Sunday, May 30, 2010

research made simple with zotero

If you are into study/research of any kind (academic/non-academic) which involves reading up things and keeping track of them then you are in for a great productivity boost. This will help if you are reading books/news/articles/wikipedia/journals or any such sort of thing. The too I'm talking about is zotero
With zotero you can save proper bibliographic references of lots of material you see on the internet and manage/search/cite them in various forms. Its really difficult to describe all the wonderful things zotero can do for your research, so it'll be really good for you if you watch the screencast http://www.zotero.org/support/screencast_tutorials/zotero_tour

Some features you'll find helpful:
Collect:

Single click saving of references.
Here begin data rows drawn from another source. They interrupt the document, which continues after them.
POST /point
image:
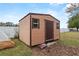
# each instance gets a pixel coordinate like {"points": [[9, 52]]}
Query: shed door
{"points": [[48, 30]]}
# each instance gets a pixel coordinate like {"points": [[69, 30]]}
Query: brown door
{"points": [[48, 30]]}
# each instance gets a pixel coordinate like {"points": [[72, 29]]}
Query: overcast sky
{"points": [[13, 12]]}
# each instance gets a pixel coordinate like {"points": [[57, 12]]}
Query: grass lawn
{"points": [[69, 38], [19, 50]]}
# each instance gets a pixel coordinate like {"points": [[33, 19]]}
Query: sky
{"points": [[13, 12]]}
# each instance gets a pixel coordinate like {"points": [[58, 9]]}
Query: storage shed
{"points": [[36, 28]]}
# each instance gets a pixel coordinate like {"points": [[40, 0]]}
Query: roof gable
{"points": [[38, 14]]}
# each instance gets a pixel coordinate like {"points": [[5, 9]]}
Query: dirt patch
{"points": [[56, 50]]}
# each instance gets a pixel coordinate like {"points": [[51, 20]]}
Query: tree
{"points": [[74, 22]]}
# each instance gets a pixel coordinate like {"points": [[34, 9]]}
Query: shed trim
{"points": [[38, 14]]}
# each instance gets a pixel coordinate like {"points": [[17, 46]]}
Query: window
{"points": [[57, 26], [35, 23]]}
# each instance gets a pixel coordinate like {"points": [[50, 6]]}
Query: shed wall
{"points": [[24, 30], [38, 35]]}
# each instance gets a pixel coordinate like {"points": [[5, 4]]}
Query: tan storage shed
{"points": [[35, 28]]}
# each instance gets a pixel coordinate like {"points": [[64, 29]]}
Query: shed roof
{"points": [[38, 14]]}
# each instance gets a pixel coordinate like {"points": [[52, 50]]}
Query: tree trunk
{"points": [[77, 29]]}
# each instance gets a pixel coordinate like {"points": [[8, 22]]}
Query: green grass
{"points": [[69, 38], [19, 50]]}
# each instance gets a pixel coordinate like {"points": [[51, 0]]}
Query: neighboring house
{"points": [[35, 28]]}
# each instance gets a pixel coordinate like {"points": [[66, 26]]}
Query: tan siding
{"points": [[25, 30], [38, 34]]}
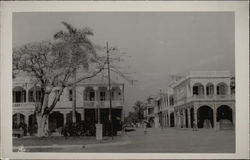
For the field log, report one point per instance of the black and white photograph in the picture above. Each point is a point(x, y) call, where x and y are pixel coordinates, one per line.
point(124, 82)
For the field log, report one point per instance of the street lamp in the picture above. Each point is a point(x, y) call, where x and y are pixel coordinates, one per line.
point(110, 94)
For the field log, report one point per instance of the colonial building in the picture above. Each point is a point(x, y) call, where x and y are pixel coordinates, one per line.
point(205, 98)
point(91, 94)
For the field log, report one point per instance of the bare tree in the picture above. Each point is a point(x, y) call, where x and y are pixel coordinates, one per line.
point(54, 64)
point(139, 108)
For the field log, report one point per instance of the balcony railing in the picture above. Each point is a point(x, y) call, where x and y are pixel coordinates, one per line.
point(24, 104)
point(205, 98)
point(102, 104)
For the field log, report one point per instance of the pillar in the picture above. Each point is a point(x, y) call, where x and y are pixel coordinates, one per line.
point(64, 118)
point(18, 118)
point(216, 124)
point(175, 119)
point(195, 116)
point(233, 117)
point(205, 90)
point(83, 114)
point(96, 102)
point(184, 118)
point(189, 118)
point(215, 89)
point(26, 120)
point(27, 93)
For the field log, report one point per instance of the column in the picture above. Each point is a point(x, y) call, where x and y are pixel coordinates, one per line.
point(97, 109)
point(215, 89)
point(189, 118)
point(228, 89)
point(26, 120)
point(18, 118)
point(169, 122)
point(233, 117)
point(184, 118)
point(83, 110)
point(216, 125)
point(195, 116)
point(27, 93)
point(64, 118)
point(175, 119)
point(83, 114)
point(205, 90)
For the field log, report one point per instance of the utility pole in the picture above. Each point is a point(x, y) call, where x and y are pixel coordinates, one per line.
point(74, 99)
point(110, 95)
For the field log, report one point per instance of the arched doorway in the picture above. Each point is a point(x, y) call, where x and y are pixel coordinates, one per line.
point(186, 118)
point(224, 112)
point(205, 117)
point(32, 129)
point(210, 89)
point(225, 117)
point(222, 88)
point(198, 89)
point(19, 95)
point(192, 117)
point(55, 121)
point(69, 117)
point(18, 118)
point(171, 119)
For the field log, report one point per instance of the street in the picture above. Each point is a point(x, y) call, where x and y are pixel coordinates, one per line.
point(172, 141)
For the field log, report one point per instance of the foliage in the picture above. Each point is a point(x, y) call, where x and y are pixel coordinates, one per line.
point(139, 108)
point(52, 65)
point(137, 115)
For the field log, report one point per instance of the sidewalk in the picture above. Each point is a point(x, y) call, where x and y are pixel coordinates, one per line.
point(82, 142)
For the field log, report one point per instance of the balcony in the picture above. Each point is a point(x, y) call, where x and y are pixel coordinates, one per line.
point(205, 98)
point(24, 104)
point(103, 104)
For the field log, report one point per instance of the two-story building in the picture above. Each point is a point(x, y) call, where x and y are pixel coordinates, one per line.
point(205, 98)
point(91, 95)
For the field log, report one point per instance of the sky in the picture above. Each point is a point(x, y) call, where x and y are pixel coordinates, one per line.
point(157, 44)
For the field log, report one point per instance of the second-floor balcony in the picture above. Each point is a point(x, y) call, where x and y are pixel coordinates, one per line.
point(24, 104)
point(102, 104)
point(68, 104)
point(205, 98)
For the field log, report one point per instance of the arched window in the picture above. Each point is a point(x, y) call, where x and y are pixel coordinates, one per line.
point(221, 89)
point(89, 94)
point(35, 97)
point(103, 93)
point(198, 89)
point(171, 100)
point(210, 89)
point(19, 95)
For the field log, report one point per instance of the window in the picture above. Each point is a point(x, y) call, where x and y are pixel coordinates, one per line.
point(70, 95)
point(91, 96)
point(102, 96)
point(221, 89)
point(195, 90)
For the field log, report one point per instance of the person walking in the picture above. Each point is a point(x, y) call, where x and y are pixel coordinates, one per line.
point(194, 126)
point(145, 127)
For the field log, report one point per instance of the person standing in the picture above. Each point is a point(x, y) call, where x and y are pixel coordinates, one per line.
point(145, 127)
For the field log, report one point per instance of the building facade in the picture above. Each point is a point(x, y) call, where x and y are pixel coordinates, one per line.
point(91, 95)
point(205, 98)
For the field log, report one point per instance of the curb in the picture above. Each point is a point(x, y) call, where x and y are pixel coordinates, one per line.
point(125, 140)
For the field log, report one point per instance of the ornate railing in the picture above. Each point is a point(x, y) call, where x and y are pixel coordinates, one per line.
point(24, 104)
point(205, 98)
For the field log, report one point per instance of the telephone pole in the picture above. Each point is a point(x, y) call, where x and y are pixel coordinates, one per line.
point(110, 95)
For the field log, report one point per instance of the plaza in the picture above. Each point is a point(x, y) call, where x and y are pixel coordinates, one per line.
point(170, 140)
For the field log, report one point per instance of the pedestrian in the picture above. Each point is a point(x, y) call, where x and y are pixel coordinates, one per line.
point(194, 126)
point(145, 127)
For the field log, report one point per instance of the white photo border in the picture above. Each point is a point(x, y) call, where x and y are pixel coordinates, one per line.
point(240, 9)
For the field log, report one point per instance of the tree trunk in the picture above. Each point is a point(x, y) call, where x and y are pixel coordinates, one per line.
point(42, 118)
point(43, 125)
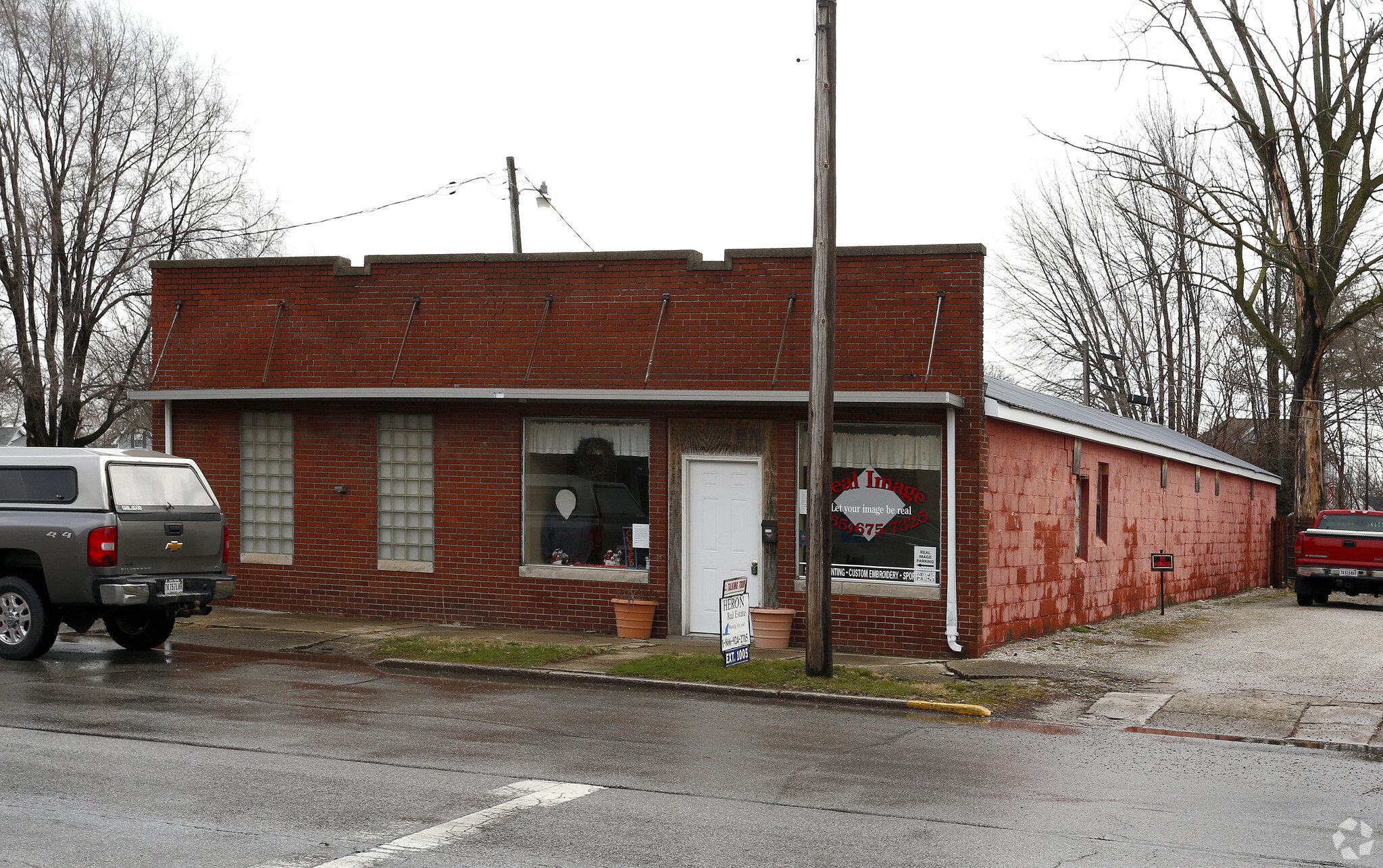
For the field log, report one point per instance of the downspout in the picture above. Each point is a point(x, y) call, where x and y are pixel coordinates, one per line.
point(952, 622)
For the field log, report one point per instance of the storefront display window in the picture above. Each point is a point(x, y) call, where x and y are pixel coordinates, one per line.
point(586, 494)
point(887, 509)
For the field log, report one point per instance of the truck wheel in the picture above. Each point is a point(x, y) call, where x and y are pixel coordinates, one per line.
point(140, 631)
point(28, 622)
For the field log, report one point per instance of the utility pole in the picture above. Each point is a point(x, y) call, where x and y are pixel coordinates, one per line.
point(513, 205)
point(1084, 353)
point(822, 394)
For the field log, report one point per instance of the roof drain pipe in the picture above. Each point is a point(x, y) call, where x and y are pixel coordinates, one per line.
point(952, 622)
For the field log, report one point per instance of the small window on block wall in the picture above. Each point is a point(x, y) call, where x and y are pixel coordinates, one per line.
point(1103, 503)
point(405, 492)
point(1082, 516)
point(268, 488)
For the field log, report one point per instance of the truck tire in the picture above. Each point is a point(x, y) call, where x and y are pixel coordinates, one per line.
point(28, 622)
point(140, 631)
point(1305, 596)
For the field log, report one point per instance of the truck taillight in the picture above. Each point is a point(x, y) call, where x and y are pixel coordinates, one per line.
point(101, 551)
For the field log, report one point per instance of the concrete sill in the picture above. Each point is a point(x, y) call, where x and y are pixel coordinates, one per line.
point(584, 574)
point(259, 557)
point(878, 589)
point(403, 565)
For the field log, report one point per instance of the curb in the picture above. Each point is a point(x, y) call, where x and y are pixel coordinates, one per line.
point(595, 678)
point(1369, 751)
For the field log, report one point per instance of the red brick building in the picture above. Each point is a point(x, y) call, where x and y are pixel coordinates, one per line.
point(515, 440)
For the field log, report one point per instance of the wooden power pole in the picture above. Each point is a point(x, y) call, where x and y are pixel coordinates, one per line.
point(513, 205)
point(822, 394)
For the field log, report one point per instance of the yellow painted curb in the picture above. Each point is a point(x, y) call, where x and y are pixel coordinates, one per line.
point(955, 708)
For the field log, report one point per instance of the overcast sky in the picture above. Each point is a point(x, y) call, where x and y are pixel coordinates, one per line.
point(655, 125)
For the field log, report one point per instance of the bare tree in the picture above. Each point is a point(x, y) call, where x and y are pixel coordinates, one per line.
point(1108, 274)
point(1290, 193)
point(114, 150)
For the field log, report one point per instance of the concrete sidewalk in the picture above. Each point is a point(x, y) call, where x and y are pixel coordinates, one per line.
point(265, 631)
point(1217, 668)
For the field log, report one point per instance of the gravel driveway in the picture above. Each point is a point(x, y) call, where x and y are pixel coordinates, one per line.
point(1259, 640)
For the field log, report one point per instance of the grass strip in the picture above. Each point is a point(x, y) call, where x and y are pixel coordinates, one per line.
point(849, 680)
point(480, 651)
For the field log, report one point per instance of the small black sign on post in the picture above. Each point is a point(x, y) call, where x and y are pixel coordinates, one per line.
point(1162, 564)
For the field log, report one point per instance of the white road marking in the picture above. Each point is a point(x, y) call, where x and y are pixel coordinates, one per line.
point(524, 795)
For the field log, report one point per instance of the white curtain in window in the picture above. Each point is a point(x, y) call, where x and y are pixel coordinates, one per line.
point(562, 437)
point(887, 451)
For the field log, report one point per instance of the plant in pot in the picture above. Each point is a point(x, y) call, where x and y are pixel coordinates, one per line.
point(772, 626)
point(634, 615)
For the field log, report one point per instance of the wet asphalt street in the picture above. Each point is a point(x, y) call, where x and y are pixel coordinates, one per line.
point(198, 758)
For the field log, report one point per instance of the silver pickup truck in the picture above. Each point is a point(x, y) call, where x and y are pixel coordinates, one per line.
point(134, 538)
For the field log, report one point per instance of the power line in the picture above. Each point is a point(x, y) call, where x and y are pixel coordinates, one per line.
point(446, 188)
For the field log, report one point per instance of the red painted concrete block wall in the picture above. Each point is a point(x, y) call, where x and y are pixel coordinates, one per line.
point(1036, 582)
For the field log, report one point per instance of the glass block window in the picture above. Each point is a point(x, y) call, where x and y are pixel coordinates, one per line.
point(268, 483)
point(405, 487)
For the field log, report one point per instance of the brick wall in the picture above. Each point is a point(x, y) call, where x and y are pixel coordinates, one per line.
point(478, 326)
point(1036, 584)
point(478, 322)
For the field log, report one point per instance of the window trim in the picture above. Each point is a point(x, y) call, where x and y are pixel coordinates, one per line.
point(800, 516)
point(76, 484)
point(266, 557)
point(396, 564)
point(1082, 548)
point(551, 571)
point(1103, 502)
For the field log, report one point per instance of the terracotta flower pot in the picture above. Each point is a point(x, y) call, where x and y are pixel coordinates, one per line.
point(634, 618)
point(772, 626)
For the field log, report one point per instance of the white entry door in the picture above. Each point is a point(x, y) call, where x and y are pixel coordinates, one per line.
point(724, 511)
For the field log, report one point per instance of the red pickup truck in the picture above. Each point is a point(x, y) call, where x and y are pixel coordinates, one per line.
point(1343, 552)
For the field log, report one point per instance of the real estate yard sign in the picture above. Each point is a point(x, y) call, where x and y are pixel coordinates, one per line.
point(734, 621)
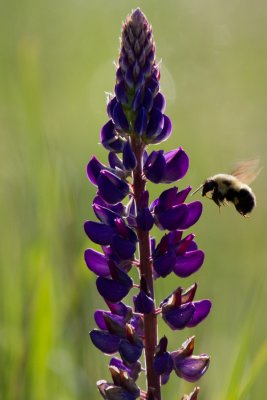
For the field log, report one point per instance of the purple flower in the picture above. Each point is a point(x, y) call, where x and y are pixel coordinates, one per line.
point(186, 365)
point(136, 119)
point(163, 362)
point(171, 213)
point(180, 311)
point(122, 388)
point(168, 167)
point(119, 337)
point(192, 396)
point(178, 255)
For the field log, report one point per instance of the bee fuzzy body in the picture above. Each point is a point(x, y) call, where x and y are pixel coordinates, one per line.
point(225, 188)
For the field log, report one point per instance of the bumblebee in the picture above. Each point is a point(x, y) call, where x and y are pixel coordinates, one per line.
point(233, 188)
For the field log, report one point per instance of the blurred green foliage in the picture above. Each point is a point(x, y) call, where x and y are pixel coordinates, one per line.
point(55, 65)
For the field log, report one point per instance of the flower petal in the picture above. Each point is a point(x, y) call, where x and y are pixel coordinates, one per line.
point(143, 303)
point(202, 309)
point(96, 262)
point(99, 233)
point(192, 368)
point(174, 218)
point(178, 317)
point(189, 263)
point(177, 163)
point(130, 352)
point(105, 341)
point(112, 290)
point(111, 188)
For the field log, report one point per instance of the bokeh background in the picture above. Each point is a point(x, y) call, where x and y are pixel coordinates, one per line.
point(56, 64)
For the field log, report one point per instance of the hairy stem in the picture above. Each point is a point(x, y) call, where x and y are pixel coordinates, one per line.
point(150, 320)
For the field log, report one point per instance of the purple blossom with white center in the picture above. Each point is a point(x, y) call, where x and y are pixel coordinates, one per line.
point(126, 216)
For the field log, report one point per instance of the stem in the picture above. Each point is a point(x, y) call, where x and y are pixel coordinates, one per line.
point(146, 270)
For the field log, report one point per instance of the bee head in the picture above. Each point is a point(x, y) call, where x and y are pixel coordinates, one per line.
point(208, 186)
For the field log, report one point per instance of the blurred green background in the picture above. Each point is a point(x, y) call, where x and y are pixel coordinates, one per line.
point(56, 64)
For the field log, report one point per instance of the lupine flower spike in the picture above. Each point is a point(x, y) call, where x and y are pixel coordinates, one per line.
point(126, 216)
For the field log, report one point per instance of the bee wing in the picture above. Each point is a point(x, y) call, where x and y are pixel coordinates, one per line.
point(247, 171)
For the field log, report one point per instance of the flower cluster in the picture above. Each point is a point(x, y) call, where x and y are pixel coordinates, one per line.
point(125, 218)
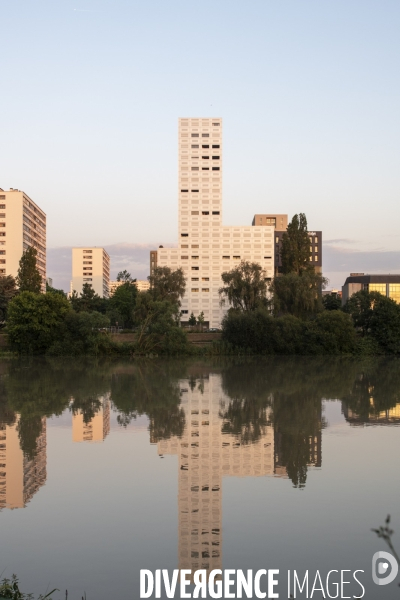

For example single click on any sciencedirect article, if you have subscribed (as in my college), a single click will save all information about the article, including the pdf (with well thought name instead of fulltext.pdf) if its available.
To enable saving pdf select in Zotero Preferences->General tab -> automatically attach associated pdfs and other files when saving.
In search tab in preferences, you may also want to enable indexing of pdfs if you need.
Clicking on sites with references to lots of articles (wikipedia references, cited by in Scopus etc), you can easily select all the references you need to save

Manage:

You can search all your saved articles, add notes, tags etc
You can group all articles in collections based on topic
You can create saved searches based on various criteria

Cite:

To cite an article(s) simply select them and right click to 'create bibliography from selectd articles' and choose a format style from the many available (including all popular journals) and you are done
If you are using bibtex to manage bibliographies for your article then select the articles and right click to do 'export selected items' and select bibtex format
Zotero plugins are available for Openoffice and MS Office too, so you can easily insert the references in your articles, without the pain of collecting anf formatting

If you work in team then this is a really wonderful feature. Create a simple login on the zotero server (you can also use openid)
In zotero preferences->sync tab enter your zotero login details and enable sync my library and group library.
All synced items (including attached pdfs) are available on the internet anywhere without even installing zotero addon. You just need to login to zotero and see your collection. This is very useful if your college has access to some journals but when you are somewhere else in a conference and you need to check and article. 100 MB space is freely available and you can buy even more.
'My library' is your personal collection. Group libraries are shared collections, which can be shared with other people you are working with.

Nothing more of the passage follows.